I wonder if this would happen on non-Mac OSes too...?
@bradking any additional thoughts here?
My above hypothesis about signal delivery thread selection is my only idea about how TSan breaks this. The code in question is using a long-standard UNIX idiom. If it doesn't work under a given analysis tool, it's the fault of that tool, not the code.
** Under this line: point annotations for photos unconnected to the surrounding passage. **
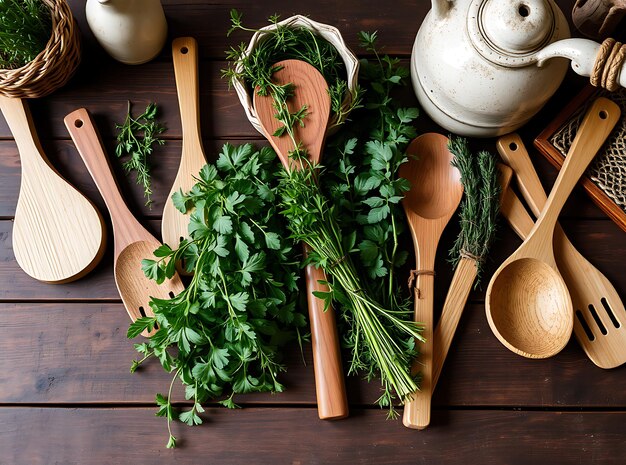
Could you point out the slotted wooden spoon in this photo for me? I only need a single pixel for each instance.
(435, 194)
(310, 90)
(600, 323)
(58, 235)
(185, 56)
(528, 305)
(132, 242)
If you can narrow it to a minimal test case, then report it to TSan upstream.
Been playing with TSan again... have not debugged this more, but just a note to say it still occurs with today's ITK master and macOS 14 on arm64.
I was going to add that itkIOTransformHDF5TestCompressed and itkIOTransformHDF5TestCompressed also get stuck forever in select(), but after letting them run with huge timeout they actually are not stuck forever, only for half an eternity:
1/2 Test #1456: itkIOTransformHDF5Test ............. Passed 39813.09 sec
2/2 Test #1457: itkIOTransformHDF5TestCompressed ... Passed 39816.98 sec
That's 11 hours each. Without TSan they pass in 1.3 seconds on the same hardware. So some pathological case is being hit here. Next I should try a different OS...
Just retesting some tickets... this still occurs in current master ec7569203a2f9a5c8febba3fad89b1dde5c0cd36.